Connection Pool Optimization¶

Slow query logging, query timing, connection health checks, and graceful drain for production database pool management.

Quick Start¶

from hyperdjango.pool import SlowQueryLog, QueryTimer, PoolHealthChecker

db = Database("postgres://localhost/mydb")
await db.connect()

# Slow query logging (persistent)
slow_log = SlowQueryLog(db, threshold_ms=100)
await slow_log.ensure_table()

# Auto-timing (wraps db.query/execute with timing)
timer = QueryTimer(db, slow_log=slow_log, threshold_ms=100)
timer.install()

# Health checks
checker = PoolHealthChecker(db, interval_seconds=30)
await checker.check()   # Manual check
checker.start()         # Background periodic checks

# Graceful drain before shutdown
success = await timer.drain(timeout_seconds=30)

SlowQueryLog¶

Persistent slow query log backed by a PostgreSQL UNLOGGED table. Records queries exceeding a threshold for offline analysis.

Constructor¶

slow_log = SlowQueryLog(db, threshold_ms=100.0)

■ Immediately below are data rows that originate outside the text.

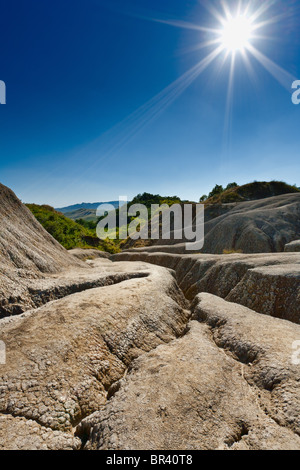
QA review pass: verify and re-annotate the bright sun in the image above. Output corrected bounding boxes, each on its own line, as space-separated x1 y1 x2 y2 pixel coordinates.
220 16 253 52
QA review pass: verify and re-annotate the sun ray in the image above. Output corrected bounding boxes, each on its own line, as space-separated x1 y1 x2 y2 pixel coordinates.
41 0 294 195
247 44 295 91
149 18 218 33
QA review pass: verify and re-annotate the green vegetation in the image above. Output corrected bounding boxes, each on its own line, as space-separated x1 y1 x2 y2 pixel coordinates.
200 181 300 204
26 204 118 253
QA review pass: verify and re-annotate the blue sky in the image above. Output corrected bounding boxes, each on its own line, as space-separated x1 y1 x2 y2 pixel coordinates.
0 0 300 207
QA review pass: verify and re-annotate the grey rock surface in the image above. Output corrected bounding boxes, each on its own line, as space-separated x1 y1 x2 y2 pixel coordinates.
284 240 300 252
0 260 189 449
128 193 300 254
78 294 300 450
0 184 84 317
112 252 300 323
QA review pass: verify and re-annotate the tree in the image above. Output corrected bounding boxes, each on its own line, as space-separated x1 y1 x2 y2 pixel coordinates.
225 183 238 191
208 184 224 198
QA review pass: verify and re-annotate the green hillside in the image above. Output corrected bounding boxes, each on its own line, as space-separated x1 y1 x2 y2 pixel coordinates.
200 181 300 204
26 204 118 253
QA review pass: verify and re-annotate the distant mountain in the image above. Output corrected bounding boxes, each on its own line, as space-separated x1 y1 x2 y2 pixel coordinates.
55 201 119 214
64 206 98 222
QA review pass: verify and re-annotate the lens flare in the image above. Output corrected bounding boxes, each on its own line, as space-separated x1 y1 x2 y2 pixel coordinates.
220 16 253 52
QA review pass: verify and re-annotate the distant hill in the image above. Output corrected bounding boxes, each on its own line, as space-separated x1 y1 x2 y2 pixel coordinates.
55 201 123 222
204 181 300 205
55 201 119 214
26 204 116 253
63 207 98 222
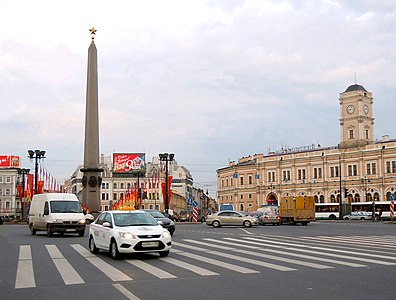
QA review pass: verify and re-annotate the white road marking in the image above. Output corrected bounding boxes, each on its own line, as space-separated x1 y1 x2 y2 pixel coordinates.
15 245 36 289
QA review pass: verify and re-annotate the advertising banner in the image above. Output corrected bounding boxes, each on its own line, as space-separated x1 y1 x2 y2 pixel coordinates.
113 153 146 174
0 155 21 168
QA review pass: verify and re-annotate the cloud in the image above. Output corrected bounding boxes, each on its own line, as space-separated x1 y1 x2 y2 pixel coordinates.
0 0 396 197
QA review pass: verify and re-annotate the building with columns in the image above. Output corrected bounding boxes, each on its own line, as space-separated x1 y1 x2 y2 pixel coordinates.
217 84 396 211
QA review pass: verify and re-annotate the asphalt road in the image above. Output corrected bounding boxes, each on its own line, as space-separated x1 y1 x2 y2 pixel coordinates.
0 221 396 300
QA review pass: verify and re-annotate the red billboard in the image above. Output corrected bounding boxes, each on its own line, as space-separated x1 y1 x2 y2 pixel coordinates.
113 153 146 174
0 155 21 168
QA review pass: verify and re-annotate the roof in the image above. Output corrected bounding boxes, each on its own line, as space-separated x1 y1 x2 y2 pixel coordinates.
344 83 367 93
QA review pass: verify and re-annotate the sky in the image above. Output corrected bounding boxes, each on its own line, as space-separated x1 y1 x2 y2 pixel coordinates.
0 0 396 197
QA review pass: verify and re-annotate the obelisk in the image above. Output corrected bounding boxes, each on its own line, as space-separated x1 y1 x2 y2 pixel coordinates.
81 27 103 211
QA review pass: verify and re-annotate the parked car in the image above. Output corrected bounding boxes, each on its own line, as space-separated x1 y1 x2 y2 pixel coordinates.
206 210 259 228
247 211 263 219
89 210 171 259
177 210 191 222
162 212 177 222
258 210 281 225
142 209 175 235
344 211 371 220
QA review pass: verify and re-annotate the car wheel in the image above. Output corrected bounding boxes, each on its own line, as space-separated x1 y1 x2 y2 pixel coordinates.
29 224 36 235
212 221 221 228
88 235 99 254
243 221 252 228
159 250 169 257
110 240 120 259
47 226 54 236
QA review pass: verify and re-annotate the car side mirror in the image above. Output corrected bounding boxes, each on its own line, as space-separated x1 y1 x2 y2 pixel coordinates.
102 222 113 228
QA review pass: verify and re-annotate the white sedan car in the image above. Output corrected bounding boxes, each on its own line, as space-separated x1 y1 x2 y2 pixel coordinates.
89 210 171 259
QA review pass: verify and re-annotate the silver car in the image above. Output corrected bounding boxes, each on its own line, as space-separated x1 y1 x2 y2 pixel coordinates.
344 211 371 220
206 210 258 228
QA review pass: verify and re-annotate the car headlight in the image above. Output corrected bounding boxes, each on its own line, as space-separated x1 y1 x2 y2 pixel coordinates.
162 229 171 239
119 232 136 240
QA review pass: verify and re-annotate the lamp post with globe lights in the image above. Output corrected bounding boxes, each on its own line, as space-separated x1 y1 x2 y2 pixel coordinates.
159 153 175 213
28 149 45 194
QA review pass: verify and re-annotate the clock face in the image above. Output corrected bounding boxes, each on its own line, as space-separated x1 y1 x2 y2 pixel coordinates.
347 105 355 114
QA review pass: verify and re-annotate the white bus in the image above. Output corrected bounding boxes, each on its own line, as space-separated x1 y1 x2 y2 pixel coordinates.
219 203 234 211
351 201 391 220
315 203 340 220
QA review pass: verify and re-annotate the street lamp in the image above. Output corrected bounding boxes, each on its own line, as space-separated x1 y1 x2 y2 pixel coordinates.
360 176 375 216
18 169 30 219
159 153 175 213
28 150 45 194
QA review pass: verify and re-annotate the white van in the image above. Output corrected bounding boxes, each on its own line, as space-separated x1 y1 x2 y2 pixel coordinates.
29 193 86 236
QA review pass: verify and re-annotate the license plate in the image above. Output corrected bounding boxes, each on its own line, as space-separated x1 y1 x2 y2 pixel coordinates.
142 242 159 247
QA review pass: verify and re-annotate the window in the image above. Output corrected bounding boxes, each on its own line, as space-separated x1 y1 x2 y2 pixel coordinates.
386 161 396 173
283 170 290 181
268 171 275 182
314 168 322 179
348 165 357 176
366 163 377 175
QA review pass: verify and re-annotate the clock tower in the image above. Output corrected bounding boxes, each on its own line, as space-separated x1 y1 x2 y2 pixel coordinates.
340 84 374 148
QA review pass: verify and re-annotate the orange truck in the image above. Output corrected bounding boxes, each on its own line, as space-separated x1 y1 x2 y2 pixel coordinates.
279 196 315 225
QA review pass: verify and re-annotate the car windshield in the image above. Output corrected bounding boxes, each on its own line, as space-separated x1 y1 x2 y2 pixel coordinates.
148 210 165 218
50 200 82 213
113 213 158 227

Parameter	Type	Default	Description
`db`	`Database`	required	Database connection
`threshold_ms`	`float`	`100.0`	Queries slower than this are logged

ensure_table()¶

Create the hyper_slow_queries table and indexes:

await slow_log.ensure_table()

Attempts UNLOGGED first. Falls back to a regular table if UNLOGGED is not supported (e.g., some test environments). Safe to call multiple times (IF NOT EXISTS).

record()¶

Record a slow query. Only stores if duration_ms >= threshold_ms:

await slow_log.record(
    "SELECT * FROM users WHERE email = $1",
    duration_ms=250.5,
    params=["alice@example.com"],
)

Parameter	Type	Description
`sql`	`str`	SQL query text (truncated to 2000 chars)
`duration_ms`	`float`	Query execution time in milliseconds
`params`	`list \\| None`	Query parameters (truncated to 500 chars)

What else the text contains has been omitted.